Он хорошо помнил того здоровенного рябого старшину, предметом гордости которого были густые, закрученные вверх усы. Однажды, в один из первых дней в казарме, он, задумавшись, почти налетел на этого старшину, когда тот с ехидной улыбкой исподлобья наблюдал за ним.

«Сейчас что-нибудь прикажет! — подумал он. — А я должен отвечать: „Слушаюсь, ваша честь!“ или: „Слушаюсь, ваша милость!“ Этому больше нравится „ваша милость“. Как бы не так! Держи карман шире, наглая морда! Да еще зубы желтые и вонючая трубка!»

Пока он предавался этим мыслям, старшина действительно что-то рявкнул.

— Слушаюсь, ваша честь! — выпалил он, не разобрав приказа и продолжая стоять на месте и «есть глазами начальство».

— Чего вылупился? Шевелись! — заорал старшина и грязно выругался. Но не успел он закрыть рта, как неожиданный удар в челюсть прервал его:

— Да заткнись ты, ваша милость!..

Впоследствии, когда он рассказывал об этом случае, его каждый раз разбирал хохот. А тогда неизвестно, чем бы все кончилось, если бы он вовремя не унял взыгравшее самолюбие.

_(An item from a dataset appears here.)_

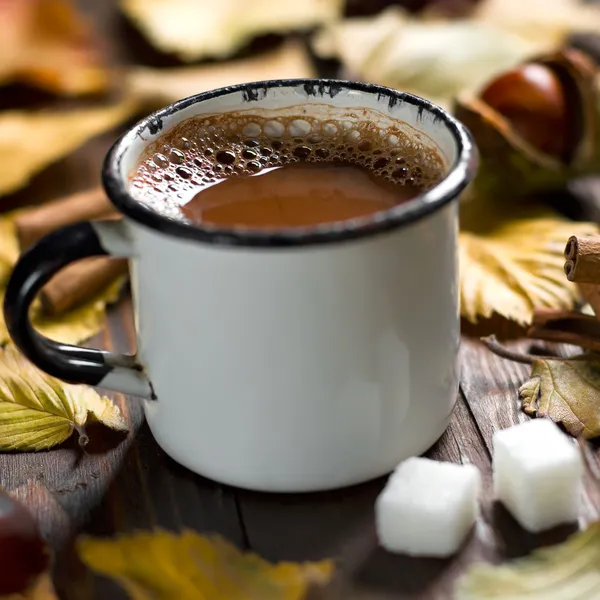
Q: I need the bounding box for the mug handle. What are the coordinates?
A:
[3,220,155,399]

Его выпороли, заперли в карцер, а затем долгое время придирались по всякому пустяку. Зато уже после этого никто не осмеливался задевать при нем чью-либо мать или сестру. И были особенно осторожны в выражениях, если речь шла о нем. Но сразу после производства в сержанты (все-таки он был из городских, грамотный, к тому же нашлись люди, знавшие его отца) он был переведен в карательный отряд. Началась бродячая, цыганская жизнь. Жизнь на перевалах, на перепутьях, в горах, в сердце пустыни. Каждый день где-нибудь в стране вспыхивало недовольство, каждый день кто-нибудь бунтовал. И как только где-то проливалась кровь, тут же их гнали на бойню, как стадо баранов. На каждом пригорке, в каждой ложбине этой незнакомой земли, за каждым камнем, деревом, кустом их подстерегала опасность. Растерянные и обезумевшие от страха, глядели они, как на их глазах, скошенные пулей, падают товарищи — те самые, что изо дня в день были рядом и так мечтали об увольнении, о возвращении домой, о встрече с женами, детьми, родителями, нетерпеливо ждавшими их в далеком родном городе, с трепетом встречая каждое случайное известие из этих ужасных пустынь.

И если бы только война, кровь, смерть… Так нет же, интермедиями между действиями кровавой драмы, которую их заставляли разыгрывать, были тысячи других невзгод. Продовольствие поступало нерегулярно, и они были вынуждены грабить деревни, лежащие у них на пути. Кусок, вырванный из рук крестьянина, отнятый у его голодных, тщедушных детей, застревал в глотке. Но приходилось через силу проглатывать его, чтобы не сдохнуть с голоду, чтобы выжить. А зачем? Чтобы снова убивать? Он сам не понимал, зачем. Что-то заставляло его жить именно так. Казалось., он катится вниз по наклонной плоскости, а остановиться не может…

Самое страшное воспоминание было о том, как они попали в ловушку в узком ущелье. Со всех сторон их окружали повстанцы, повсюду блестели дула их карабинов, не знавших промаха.